IIRC I read on Wikipedia one day that Bell's actually says there's like a 60% error rate?(!)

Also I don't understand QKD 'repeaters'; to 'store a forward' wave function implies that the transmitted wave state is collapsed, but that's not a MITM if it's keyed and time synchronized? Is there no good way to amplify quantum photonic signal without distorting / transforming it?

> smaller sets of transformations cannot lead to reversibility

"Thermodynamics of Computations with Absolute Irreversibility, Unidirectional Transitions, and Stochastic Computation Times" (2024) https://journals.aps.org/prx/abstract/10.1103/PhysRevX.14.02... :

- "New work extends the thermodynamic theory of computation" https://phys.org/news/2024-05-thermodynamic-theory.amp https://journals.aps.org/prx/abstract/10.1103/PhysRevX.14.02...


'Quantum discord'

From https://news.ycombinator.com/context?id=39954180 and [2] https://en.wikipedia.org/wiki/Quantum_discord :

> FWIU, there are various types of quantum entropy; entanglement and non-entanglement entropy. Quantum discord [2]:

>> In quantum information theory, quantum discord is a measure of nonclassical correlations between two subsystems of a quantum system. It includes correlations that are due to quantum physical effects but do not necessarily involve quantum entanglement.

'Nonquantum entanglement'

From https://news.ycombinator.com/context?id=40302396 :

> "Nonquantum Entanglement Resolves a Basic Issue in Polarization Optics"

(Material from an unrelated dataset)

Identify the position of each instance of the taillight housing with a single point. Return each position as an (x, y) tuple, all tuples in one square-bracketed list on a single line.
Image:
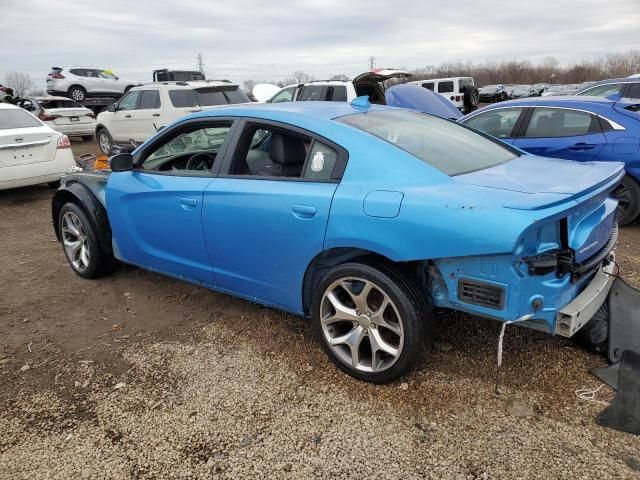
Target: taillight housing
[(64, 142), (46, 118)]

'Multi-particle entanglement'

From https://news.ycombinator.com/context?id=40281756 :

> "Designing three-way entangled and nonlocal two-way entangled single particle states via alternate quantum walks" (2024) https://arxiv.org/abs/2402.05080 :

>> Herein, we generate three-way entanglement from an initially separable state involving three degrees of freedom of a quantum particle, which evolves via a 2D alternate quantum walk employing a resource-saving single-qubit coin. We achieve maximum possible values for the three-way entanglement quantified by the π-tangle between the three degrees of freedom. We also generate optimal two-way nonlocal entanglement, quantified by the negativity between the nonlocal position degrees of freedom of the particle. This prepared architecture using quantum walks can be experimentally realized with a photon.

Isn't there more total entropy if there is n-way entanglement?